Helicopter Weight and Balance

General Concepts

Most helicopters have a much more restricted CG range than do airplanes. In some cases, this range is less than 3". The exact location and length of the CG range is specified for each helicopter, and usually extends a short distance fore and aft of the main rotor mast or centered between the main rotors of a dual rotor system. Whereas airplanes have a center of gravity range only along the longitudinal axis, helicopters have both longitudinal and lateral center of gravity ranges. Because the wings extend outward from the center of gravity, airplanes tend to have a great deal of lateral stability. A helicopter, on the other hand, acts like a pendulum, with the weight of the helicopter hanging from the main rotor shaft.

Ideally, the helicopter should have such perfect balance that the fuselage remains horizontal while in a hover.

If the helicopter is too nose heavy or tail heavy while it is hovering, the cyclic pitch control will be used to keep the fuselage horizontal. If the CG location is too extreme, it may not be possible to keep the fuselage horizontal or maintain control of the helicopter.

Helicopter Weighing

When a helicopter is being weighed, the location of both longitudinal and lateral weighing points must be known to determine its empty weight and empty weight CG. This is because helicopters have longitudinal and lateral CG limits. As with the airplane, the longitudinal arms are measured from the datum, with locations behind the datum being positive arms and locations in front of the datum being negative arms. Laterally, the arms are measured from the butt line, which is a line from the nose to the tail running through the middle of the helicopter. When facing forward, arms to the right of the butt line are positive; to the left they are negative.
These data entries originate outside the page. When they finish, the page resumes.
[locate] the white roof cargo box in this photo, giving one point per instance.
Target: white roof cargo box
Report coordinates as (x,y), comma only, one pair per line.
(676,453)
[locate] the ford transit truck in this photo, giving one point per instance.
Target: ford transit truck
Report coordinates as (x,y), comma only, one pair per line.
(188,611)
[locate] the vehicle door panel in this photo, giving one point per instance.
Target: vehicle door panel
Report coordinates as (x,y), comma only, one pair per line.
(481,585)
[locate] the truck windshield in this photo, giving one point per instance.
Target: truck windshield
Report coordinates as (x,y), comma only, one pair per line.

Before a helicopter is weighed, it must be leveled longitudinally and laterally. This can be done with a spirit level, but more often than not it is done with a plumb bob. For example, the Bell JetRanger has a location inside the aft cabin where a plumb can be attached, and allowed to hang down to the cabin floor. On the cabin floor is a plate bearing cross hairs, with the cross hairs corresponding to the horizontal and lateral axis of the helicopter. When the point of the plumb bob falls in the middle of the cross hairs, the helicopter is level along both axes. If the tip of the plumb bob falls forward of this point, the nose of the helicopter is too low; if it falls to the left of this point, the left side of the helicopter is too low. In other words, the tip of the plumb bob will always move toward the low point.

A Bell JetRanger helicopter is shown in Figure 4-35, with the leveling plate depicted on the bottom right of the figure. The helicopter has three jack pads, two at the front and one in the back. To weigh this helicopter, three jacks would be placed on floor scales, and the helicopter would be raised off the hangar floor. To level the helicopter, the jacks would be adjusted until the plumb bob point falls exactly in the middle of the cross hairs.

As an example of weighing a helicopter, consider the Bell JetRanger in Figure 4-35, and the following specifications and weighing data.

Using six column charts for the calculations, the empty weight and the longitudinal and lateral center of gravity for the helicopter would be as shown in Figure 4-36.

Based on the calculations in Figure 4-36, it has been determined that the empty weight of the helicopter is 1,985 lb, the longitudinal CG is at +108.73", and the lateral CG is at –0.31".